January 2, 2008
Austinist Review: Diary of a Bad Year
Recently, he’s living abroad again—this time in Australia, possibly because of political differences with the current South African government. He’s an old man now, already having achieved the highest possible honor for a writer. The major subject of his career, the apartheid state, now feels about as timely as James Bond's anti-communist adventures. In response, Coetzee has turned to autobiography and semi-autobiography, always with a strong layer of artifice involved. Diary of a Bad Year, his latest, continues the trend—the book is presented as a work of fiction, but the main character’s name is John C, and he’s the author of a book called Waiting for the Barbarians (one of Coetzee’s most famous novels, which was turned into an opera here last spring.)
In Diary of a Bad Year, John C has been contracted by a German publisher to compile his thoughts on the state of the world—subjects including the War on Terror, intelligent design, tourism, torture, and avian flu. These “Strong Opinions” make up a good part of the book. They’re interesting, but frankly they’re a little stale. We’ve all had to listen to artists we respect go on about Bush and Cheney and the decline of Western Civilization. Even when we know they’re right, we eventually want to tell them to shut up, stop shooting fish in a barrel, and get back to what they’re really good at--making art.
Coetzee is one step ahead of us. Each page is divided into two, then three sections, horizontally. On top are the “Strong Opinions.” Underneath, he introduces a private story of John C—one morning in the laundry room of his apartment building, a hot young thing in a short dress walks in. The old man becomes obsessed with the woman, named Anya, and when he finds a moment to speak with her alone, he offers her a job typing up his manuscript. Thus Coetzee manages to undermine his own preachiness before we get a chance to. It’s all an act to get him closer to Anya, and maybe even to pry her away from the investment banker she lives with.

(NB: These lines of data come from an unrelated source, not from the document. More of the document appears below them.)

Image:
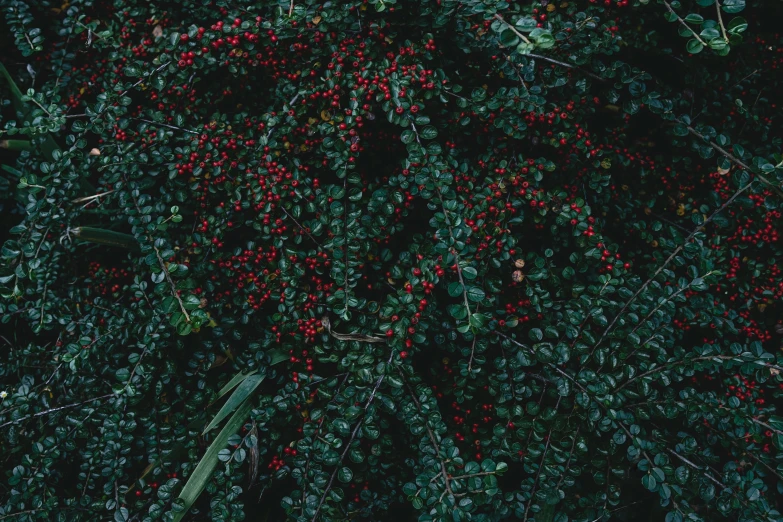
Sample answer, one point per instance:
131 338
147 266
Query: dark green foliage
391 260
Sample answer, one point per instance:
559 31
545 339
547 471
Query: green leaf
429 132
732 6
345 474
476 294
240 395
203 472
508 38
694 46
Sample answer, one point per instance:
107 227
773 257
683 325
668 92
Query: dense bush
391 259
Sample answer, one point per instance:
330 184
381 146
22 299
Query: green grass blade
242 393
206 466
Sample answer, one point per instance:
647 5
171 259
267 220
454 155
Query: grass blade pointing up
206 466
240 395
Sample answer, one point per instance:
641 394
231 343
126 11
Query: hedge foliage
430 260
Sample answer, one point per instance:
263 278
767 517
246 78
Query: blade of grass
230 385
206 466
240 395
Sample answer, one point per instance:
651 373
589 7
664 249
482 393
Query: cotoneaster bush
391 260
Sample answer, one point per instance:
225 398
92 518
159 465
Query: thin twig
54 410
567 65
350 441
513 29
669 7
720 22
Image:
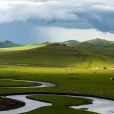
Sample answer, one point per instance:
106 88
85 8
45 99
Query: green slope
59 55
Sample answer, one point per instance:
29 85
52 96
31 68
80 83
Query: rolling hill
60 55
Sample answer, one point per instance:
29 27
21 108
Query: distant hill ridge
7 44
101 43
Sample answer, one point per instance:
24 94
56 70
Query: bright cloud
69 13
63 19
61 34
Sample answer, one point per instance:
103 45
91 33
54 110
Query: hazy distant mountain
71 43
7 44
101 43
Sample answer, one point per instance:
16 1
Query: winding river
101 106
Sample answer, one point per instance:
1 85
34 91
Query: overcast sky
31 21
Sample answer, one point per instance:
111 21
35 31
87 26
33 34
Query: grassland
58 56
11 83
70 68
60 105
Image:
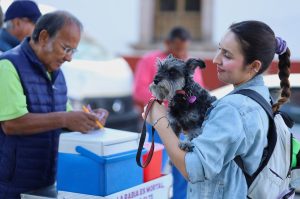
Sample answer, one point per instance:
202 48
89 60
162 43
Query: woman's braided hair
258 42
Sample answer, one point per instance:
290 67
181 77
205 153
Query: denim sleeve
222 134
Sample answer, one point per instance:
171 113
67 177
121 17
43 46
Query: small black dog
188 101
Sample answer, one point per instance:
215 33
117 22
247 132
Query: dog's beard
166 89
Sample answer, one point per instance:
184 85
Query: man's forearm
33 123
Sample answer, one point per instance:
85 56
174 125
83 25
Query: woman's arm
167 136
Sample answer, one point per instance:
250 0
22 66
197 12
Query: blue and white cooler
99 163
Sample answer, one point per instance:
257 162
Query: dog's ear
158 62
192 63
170 56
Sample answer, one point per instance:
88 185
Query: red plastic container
153 170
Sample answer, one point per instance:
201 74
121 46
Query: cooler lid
101 142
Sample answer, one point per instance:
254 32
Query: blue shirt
235 125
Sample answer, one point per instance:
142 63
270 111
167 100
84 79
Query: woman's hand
157 111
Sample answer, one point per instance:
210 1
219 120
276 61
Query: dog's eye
172 72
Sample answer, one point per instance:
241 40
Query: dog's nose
156 80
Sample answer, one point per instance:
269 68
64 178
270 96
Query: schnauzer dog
188 101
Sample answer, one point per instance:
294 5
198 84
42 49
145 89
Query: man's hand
101 114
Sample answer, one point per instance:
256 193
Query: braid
284 73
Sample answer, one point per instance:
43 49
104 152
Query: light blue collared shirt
235 125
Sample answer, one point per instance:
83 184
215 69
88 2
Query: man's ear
43 37
192 63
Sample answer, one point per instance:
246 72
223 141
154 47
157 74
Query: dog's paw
186 146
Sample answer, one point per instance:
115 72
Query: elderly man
33 105
19 20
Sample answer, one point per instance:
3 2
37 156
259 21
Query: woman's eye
227 55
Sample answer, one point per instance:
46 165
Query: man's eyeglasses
68 50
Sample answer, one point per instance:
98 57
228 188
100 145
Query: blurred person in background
19 21
1 17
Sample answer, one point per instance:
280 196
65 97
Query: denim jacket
234 125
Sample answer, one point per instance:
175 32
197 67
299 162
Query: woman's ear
192 63
256 66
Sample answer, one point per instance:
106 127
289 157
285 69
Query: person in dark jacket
19 21
34 107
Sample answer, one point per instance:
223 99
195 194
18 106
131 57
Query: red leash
143 137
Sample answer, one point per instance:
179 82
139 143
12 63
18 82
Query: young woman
235 125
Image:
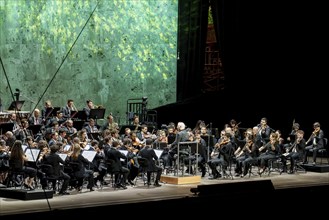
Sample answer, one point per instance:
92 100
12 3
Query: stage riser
180 180
237 188
324 168
25 194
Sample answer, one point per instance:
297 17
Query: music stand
4 127
89 155
32 154
186 149
35 129
16 105
81 115
52 111
93 135
97 113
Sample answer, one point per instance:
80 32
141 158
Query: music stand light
16 105
97 113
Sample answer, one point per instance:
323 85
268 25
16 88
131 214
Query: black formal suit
80 171
149 154
56 162
120 173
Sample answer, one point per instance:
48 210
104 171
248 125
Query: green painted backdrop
108 51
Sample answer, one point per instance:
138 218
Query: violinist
271 150
315 142
132 162
242 153
264 130
235 129
295 151
220 156
136 142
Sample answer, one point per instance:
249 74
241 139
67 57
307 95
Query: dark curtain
192 33
226 18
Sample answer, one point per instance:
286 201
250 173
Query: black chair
324 151
143 166
15 177
109 164
53 181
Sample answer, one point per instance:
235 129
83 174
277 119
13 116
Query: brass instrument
314 134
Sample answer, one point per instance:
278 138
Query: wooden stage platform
173 195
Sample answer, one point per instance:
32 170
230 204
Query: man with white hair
181 136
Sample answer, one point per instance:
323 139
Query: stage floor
108 196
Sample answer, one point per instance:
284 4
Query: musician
171 133
110 124
126 134
145 134
4 160
91 126
99 163
13 119
132 160
23 132
86 109
82 172
18 160
136 122
68 108
315 142
120 172
251 152
271 151
202 153
57 162
58 118
235 129
295 151
264 130
69 127
149 154
221 156
45 113
10 139
36 118
198 125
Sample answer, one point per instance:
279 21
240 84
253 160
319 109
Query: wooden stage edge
179 180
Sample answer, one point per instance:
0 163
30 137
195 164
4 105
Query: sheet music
89 155
67 147
63 156
158 152
87 147
32 154
24 146
124 152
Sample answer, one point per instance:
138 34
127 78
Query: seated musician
57 162
220 156
82 170
120 172
132 161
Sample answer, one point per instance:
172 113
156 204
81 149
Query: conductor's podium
184 150
179 180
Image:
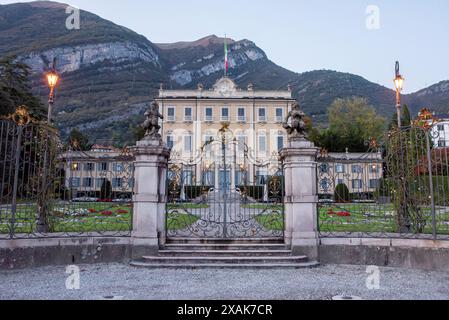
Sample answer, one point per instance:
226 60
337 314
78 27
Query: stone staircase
244 254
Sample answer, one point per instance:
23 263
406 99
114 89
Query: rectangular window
340 168
374 168
224 114
262 115
103 166
188 114
280 143
170 142
357 184
262 143
241 140
89 167
279 115
187 177
99 182
171 114
209 115
261 177
374 183
74 182
88 183
188 143
116 182
241 115
117 167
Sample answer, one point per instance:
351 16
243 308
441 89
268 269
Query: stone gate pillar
150 196
301 198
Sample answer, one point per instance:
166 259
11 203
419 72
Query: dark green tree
342 193
78 141
15 88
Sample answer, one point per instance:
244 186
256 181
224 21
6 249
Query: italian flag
226 57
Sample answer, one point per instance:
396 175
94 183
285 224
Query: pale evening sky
305 35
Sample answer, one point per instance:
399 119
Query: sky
355 36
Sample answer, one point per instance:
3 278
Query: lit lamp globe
52 79
399 83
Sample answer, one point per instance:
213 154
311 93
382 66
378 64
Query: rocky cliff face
110 73
70 59
208 53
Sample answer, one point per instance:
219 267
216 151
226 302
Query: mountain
110 73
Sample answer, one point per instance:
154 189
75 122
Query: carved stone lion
151 124
297 127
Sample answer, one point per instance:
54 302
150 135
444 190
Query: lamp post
399 85
52 80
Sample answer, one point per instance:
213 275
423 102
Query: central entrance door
225 192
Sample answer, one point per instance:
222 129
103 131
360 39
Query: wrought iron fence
47 191
225 192
399 188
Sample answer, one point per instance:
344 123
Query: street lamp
52 81
399 85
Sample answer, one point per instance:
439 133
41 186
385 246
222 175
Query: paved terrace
127 283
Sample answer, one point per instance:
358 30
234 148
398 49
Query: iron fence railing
46 191
399 188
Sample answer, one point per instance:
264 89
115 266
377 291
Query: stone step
223 246
227 253
218 241
187 260
251 266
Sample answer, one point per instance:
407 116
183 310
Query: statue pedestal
151 161
301 197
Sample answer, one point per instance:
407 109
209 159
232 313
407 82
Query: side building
102 173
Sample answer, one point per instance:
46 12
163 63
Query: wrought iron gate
225 192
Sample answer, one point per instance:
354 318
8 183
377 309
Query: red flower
344 214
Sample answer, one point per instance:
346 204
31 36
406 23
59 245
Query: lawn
272 222
372 218
179 221
264 206
73 218
88 217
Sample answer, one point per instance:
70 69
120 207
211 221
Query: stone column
150 196
301 198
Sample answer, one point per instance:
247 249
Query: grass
264 206
74 218
272 222
179 221
373 218
174 206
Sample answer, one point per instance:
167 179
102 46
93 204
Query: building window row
225 114
101 166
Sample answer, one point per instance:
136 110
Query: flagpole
226 55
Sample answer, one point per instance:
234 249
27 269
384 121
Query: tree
352 122
78 141
15 89
406 119
341 193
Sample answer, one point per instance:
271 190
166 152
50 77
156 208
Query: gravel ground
128 283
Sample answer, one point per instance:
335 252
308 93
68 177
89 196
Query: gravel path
125 282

Soon Anya’s voice enters the story as well, in a third section of each page. Then things start to get a little crazy. Anya’s boyfriend launches a scheme to steal Mr. C’s money, Anya starts to sympathize with the pathetic old intellectual, and the lower part of the book becomes as fixated on sex and desire as the upper part is on Bush and Blair.
We’ve never seen a book work quite this way, and it’s exciting. Sure, there are flaws—Anya’s character is a bit one-dimensional, and presenting her in the first person might have been a mistake. Still, it’s a mistake Coetzee owns up to in his way, in one of his “Opinions.” While holding forth on the state of literature, he writes:
“I read the work of other writers, read the passages of dense description they have with care and labour composed with the purpose of evoking imaginary spectacles before the inner eye, and my heart sinks. I was never much good at evocation of the real, and have even less stomach for the task now. The truth is, I have never taken much pleasure in the visible world, don’t feel with much conviction the urge to recreate it in words.Growing detachment from the world is of course the experience of many writers as they grow older…. The syndrome is usually ascribed to a waning of creative power; it is no doubt connected with the attenuation of physical powers, above all the power of desire. Yet from the inside the same development may bear a quite different interpretation: as a liberation, a clearing of the mind to take on more important tasks.”
Especially after his Nobel, Coetzee seems to want to take novel writing in a radically different direction. He’s lost interest in real stories, and wants to find other ways to express his inner life and the universal inner life of the outsiders he tends to write about. Diary may not be his masterpiece—earlier works like Barbarians, Life and Times of Michael K, and Age of Iron make for stiff competition—but it is a significant and interesting addition to an endlessly rewarding body of work. Coetzee is like a maze you could walk around in for years and never get tired of. Diary is one last promising cul-de-sac, and even if he never quite finds his way out of it, it’s much more than a dead end.